Android uses a special virtual machine, that is, the Dalvik virtual machine, which uses special bytecode. Therefore, standard Java bytecode cannot be run on Android. In order to convert Java Class files into “dex” (Dalvik executable) files, Android provides the “dx” tool. The “aapt” (Android Asset Packaging Tool) bundles Android applications into a “APK” (Android Package) file.

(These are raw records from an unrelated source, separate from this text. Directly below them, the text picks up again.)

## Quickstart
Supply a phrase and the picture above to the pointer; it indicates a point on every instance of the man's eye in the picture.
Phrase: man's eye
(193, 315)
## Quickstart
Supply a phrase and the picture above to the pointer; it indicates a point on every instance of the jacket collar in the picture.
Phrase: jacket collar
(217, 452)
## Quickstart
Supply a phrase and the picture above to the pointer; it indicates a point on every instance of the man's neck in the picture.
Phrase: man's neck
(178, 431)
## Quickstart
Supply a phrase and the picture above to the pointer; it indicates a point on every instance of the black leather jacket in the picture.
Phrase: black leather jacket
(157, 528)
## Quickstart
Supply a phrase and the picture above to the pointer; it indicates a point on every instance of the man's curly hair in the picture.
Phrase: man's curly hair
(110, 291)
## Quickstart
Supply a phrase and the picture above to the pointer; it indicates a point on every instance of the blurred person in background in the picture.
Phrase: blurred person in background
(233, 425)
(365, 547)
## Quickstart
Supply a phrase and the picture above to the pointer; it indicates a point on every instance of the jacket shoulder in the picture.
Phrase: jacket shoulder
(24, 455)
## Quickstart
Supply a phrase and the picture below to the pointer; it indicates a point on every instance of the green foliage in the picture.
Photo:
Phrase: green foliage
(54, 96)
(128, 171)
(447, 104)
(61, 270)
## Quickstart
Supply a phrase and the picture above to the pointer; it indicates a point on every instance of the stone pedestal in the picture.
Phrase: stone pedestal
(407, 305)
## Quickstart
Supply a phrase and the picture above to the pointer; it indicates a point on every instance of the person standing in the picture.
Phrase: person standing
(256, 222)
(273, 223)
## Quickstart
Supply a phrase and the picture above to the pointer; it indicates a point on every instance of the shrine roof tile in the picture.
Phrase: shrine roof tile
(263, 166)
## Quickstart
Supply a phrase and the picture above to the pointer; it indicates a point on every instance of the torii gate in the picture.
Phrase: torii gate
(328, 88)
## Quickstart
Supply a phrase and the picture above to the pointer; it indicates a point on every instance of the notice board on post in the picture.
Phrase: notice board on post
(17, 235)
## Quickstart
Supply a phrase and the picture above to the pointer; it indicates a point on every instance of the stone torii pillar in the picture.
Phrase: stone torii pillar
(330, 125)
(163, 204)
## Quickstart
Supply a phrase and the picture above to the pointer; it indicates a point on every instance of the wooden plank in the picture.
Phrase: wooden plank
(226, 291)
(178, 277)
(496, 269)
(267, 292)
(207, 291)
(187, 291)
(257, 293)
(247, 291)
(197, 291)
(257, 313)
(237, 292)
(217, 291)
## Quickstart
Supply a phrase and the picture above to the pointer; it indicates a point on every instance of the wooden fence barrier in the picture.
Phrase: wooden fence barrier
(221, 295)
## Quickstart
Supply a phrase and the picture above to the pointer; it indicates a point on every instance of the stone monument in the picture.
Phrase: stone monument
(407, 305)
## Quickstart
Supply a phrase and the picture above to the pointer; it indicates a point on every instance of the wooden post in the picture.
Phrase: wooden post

B. Android Application Basics

Android Applications have the extension APK which stands for Android Package Kit, the APK is made of a collection of components, these components are categorized into four types, where each application can be composed of one or more of these types [11]. The four types of android application components are:

Activities: It is an interface component that implements interactions with the user. Each activity is designed to handle single user action. For instance, an appointments list in a task manager application is an activity, and showing the detail of an appointment is the role of a second activity. Each activity composes of one or more view objects, which are interface objects, such as buttons, labels, etc.
Services: Or service components are background components that run independently of the user interface. They can operate for a long time even after the user switches to another application. A service can play music, download a file, or handle network transactions, all from the background. Services can also be used for interprocess communication (IPC) between Android applications [12].
Broadcast receivers: System-wide broadcast events can occur when a device start or receive SMS or call, Broadcast receivers are made to listen to these events and interact with them. They run in background even when the app is closed.
Content providers: Components that allow external apps and system components to access application data.

Android applications are typically written in Java or Kotlin and compiled into a single archive file (Android package or APK), along with data and resource files. The components of the APK include:

an XML manifest file that contains information such as app description, components declaration (i.e. Activities, permissions etc.)
A Classes.dex file(s) that is a Dalvik executable file that runs in its own instance of a Dalvik Virtual Machine (or Android RunTime for newer versions of Android).
A “/res” directory for indexed resources like images, icons, music etc.
A “/lib” directory for compiled code.
“/META-INF” folder including the app certificate and list of resources, SHA-1 digest etc.
Resources.arsc which is a compiled resource file

C. Malware Types

There are lot of malicious software (malware) types, here we define just the existing ones in the dataset that we used in this paper:

Adware: Adware is a type of software that is designed to automatically deliver unwanted and annoying advertisements to the user.
Riskware: Riskware is any legitimate program that poses a potential risk due to security vulnerabilities, software incompatibility, or legal violations. These applications are not designed for malicious purposes, but have features that can be used for malicious purposes. If used with malicious intent, the Riskware program can be considered as malware. This gray area of security makes Riskware a particularly difficult threat to deal with.
Spyware: Monitors and sends information of victim’s system by capturing keyboard typings, gaining access to microphone or webcam, etc. Spyware does this by modifying the security settings on users’ devices. It often bundles itself with legitimate software. The SMS malware and the Banking malware categories that exist in the used dataset belongs to spyware, where they steal personal information from text messages, and banking account information from banking applications, respectively.

D. Types of Malware Analysis

There are two main approaches for automatic malware detection which are static analysis and dynamic analysis.

Static analysis detects the malicious application without the need to actually run it, and that is done by analyzing the packed files and the code which is obtained by using disassemblers or decompilers, and this process is called Reverse Engineering, or Back Engineering. However, Static analysis cannot detect some sophisticated malwares which have malicious runtime behavior, like for example generating a dynamic string which in turn downloads a malicious file. There are also approaches to complicate reverse engineering by using tools that obfuscate the code. The most common and free tool for that is Proguard [13], which obfuscate the code by renaming the classes, fields, and methods using short meaningless names. Another commercial tool built on it is called DexGuard [14], which is claimed to complicate static as well as dynamic analysis. Some other tools are Ijiami ApkProtect [15], and Bangcle [16].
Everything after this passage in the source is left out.